Letizia mostra no Palácio da Zarzuela, em apoio à colaboração entre as federações portuguesa e espanhola de doenças raras e as organizações afetados por estas doenças em toda a américa latina

A Princesa de Astúrias recebe, no Palácio da Zarzuela a uma representação das federações espanhola e portuguesa de Doenças Raras/EFE/obra de busch

Segunda-feira 10.09.2018

Sexta-feira 07.09.2018

Sexta-feira 07.09.2018

Letizia tornou visível também em outras duas audiências, o seu apoio ao trabalho que realiza uma dessas associações, a que ajuda a pacientes com a síndrome de Wolf-Hirschhorn (SWH), bem como o seu apoio aos projetos da Fundação Carmen Pardo-Valcarce, que promove a inserção laboral de pessoas com deficiência intelectual.

Na audiência com o que abriu sua agenda de trabalho semanal, a Princesa recebeu no Salão Magnólias, da Opereta a uma pequena delegação das federações portuguesa e espanhola de doenças raras, FEDER e FEDRA, cujos integrantes têm informado sobre o desenvolvimento do convénio de colaboração que subscreveram ambas as organizações.

A esposa do Herdeiro da Coroa, que colabora ativamente com o FEDER, foi interessado por as iniciativas com que ambas as organizações pretendem melhorar a qualidade de vida dos pacientes e seus familiares em Espanha, Portugal e o resto de países cuja língua oficial é o espanhol ou o português.

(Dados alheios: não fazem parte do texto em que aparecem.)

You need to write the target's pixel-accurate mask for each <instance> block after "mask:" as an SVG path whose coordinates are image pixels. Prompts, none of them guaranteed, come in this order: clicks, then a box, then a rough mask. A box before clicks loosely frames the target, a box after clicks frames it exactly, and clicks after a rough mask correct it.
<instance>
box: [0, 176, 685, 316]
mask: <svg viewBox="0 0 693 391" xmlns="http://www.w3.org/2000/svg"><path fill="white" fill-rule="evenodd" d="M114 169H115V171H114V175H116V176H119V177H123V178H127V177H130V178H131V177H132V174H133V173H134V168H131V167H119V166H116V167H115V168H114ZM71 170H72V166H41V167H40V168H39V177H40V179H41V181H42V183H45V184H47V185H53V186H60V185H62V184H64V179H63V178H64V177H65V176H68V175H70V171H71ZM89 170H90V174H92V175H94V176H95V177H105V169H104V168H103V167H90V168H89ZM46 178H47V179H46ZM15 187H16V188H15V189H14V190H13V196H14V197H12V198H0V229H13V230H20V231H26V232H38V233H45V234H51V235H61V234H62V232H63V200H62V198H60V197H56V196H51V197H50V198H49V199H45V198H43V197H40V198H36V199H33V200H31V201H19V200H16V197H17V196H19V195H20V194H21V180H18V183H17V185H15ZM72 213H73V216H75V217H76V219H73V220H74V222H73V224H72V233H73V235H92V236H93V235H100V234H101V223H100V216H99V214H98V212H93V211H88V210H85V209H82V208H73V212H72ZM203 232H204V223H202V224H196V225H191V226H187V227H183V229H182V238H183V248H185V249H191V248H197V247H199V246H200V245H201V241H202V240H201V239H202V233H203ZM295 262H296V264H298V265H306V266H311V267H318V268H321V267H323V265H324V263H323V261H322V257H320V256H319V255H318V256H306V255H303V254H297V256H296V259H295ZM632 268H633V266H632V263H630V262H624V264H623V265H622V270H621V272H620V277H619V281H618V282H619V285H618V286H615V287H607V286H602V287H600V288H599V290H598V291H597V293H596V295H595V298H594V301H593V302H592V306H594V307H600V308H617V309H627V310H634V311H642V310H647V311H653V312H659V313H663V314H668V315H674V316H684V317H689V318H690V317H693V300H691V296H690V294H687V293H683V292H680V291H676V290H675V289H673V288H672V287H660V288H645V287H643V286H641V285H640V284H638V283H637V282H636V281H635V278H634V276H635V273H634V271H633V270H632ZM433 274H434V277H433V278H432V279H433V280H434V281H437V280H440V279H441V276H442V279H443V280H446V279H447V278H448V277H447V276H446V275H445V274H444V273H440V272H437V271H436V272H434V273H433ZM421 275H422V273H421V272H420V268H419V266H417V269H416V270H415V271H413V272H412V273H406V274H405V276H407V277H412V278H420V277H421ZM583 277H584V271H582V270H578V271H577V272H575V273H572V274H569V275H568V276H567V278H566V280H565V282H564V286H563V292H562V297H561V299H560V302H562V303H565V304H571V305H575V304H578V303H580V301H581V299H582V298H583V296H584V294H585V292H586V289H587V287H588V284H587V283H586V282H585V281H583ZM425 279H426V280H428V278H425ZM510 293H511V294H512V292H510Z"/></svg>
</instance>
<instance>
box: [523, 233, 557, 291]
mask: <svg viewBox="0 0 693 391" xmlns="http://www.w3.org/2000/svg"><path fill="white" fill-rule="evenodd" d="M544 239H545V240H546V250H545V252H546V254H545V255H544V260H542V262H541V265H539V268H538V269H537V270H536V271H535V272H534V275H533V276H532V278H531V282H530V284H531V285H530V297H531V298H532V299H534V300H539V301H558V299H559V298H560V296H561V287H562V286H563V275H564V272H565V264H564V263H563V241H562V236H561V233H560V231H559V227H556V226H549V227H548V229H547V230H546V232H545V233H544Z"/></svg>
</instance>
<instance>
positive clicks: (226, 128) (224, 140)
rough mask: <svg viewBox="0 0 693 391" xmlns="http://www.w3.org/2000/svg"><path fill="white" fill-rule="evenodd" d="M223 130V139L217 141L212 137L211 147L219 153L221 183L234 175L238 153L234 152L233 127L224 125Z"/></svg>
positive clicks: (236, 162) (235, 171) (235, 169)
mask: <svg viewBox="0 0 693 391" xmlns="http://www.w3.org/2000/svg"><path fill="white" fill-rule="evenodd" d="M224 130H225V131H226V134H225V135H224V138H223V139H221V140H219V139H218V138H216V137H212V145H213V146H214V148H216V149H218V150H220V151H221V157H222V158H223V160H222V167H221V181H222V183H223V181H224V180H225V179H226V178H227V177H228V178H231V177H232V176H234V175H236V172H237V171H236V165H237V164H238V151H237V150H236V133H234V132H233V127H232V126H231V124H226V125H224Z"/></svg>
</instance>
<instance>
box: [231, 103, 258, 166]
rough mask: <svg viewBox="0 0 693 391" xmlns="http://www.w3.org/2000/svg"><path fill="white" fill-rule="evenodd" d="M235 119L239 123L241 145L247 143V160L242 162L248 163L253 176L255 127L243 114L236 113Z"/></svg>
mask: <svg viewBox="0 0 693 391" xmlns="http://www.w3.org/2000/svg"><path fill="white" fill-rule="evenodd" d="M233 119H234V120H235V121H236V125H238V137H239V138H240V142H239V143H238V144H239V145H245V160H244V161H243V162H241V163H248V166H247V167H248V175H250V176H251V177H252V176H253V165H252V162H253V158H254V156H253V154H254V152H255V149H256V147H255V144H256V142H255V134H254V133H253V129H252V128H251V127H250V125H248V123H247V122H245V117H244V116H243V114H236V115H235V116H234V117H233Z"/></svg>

A presidente da FEDRA, Paula Cristina de Britto Cardoso, o presidente do FEDER, Juan Carrión, e outros três dirigentes da federação espanhola estiveram expostos a Princesa dos preparativos para organizar o primeiro Congresso ibero-Americano de Doenças Raras, bem como outras ações políticas conjuntas perante as Administrações que melhorem a atenção a este coletivo.

Letizia, reuniu-se também com representantes de uma das entidades integradas no FEDER, a Associação Portuguesa do Síndrome de Wolf-Hirschhorn, fundada em 2010, que lhe são expostos os problemas das pessoas afectadas por esta doença e suas famílias, bem como as atividades com as quais contribuem para combater o desconhecimento social sobre o coletivo e a melhorar a sua situação.

FEDER, que reúne mais de 200 associações, calcula-se que 35 por cento de crianças que sofrem de alguma das mais de 900 doenças raras identificadas morre antes de atingir a idade adulta, principalmente pela falta de médicos especializados, o que, somado ao pouco conhecimento existente sobre a matéria, faz com que uma excessiva lentidão nos diagnósticos.

O compromisso de apoio a pessoas que sofrem de doenças raras figura em lugar de destaque na agenda de Letizia no terreno de saúde.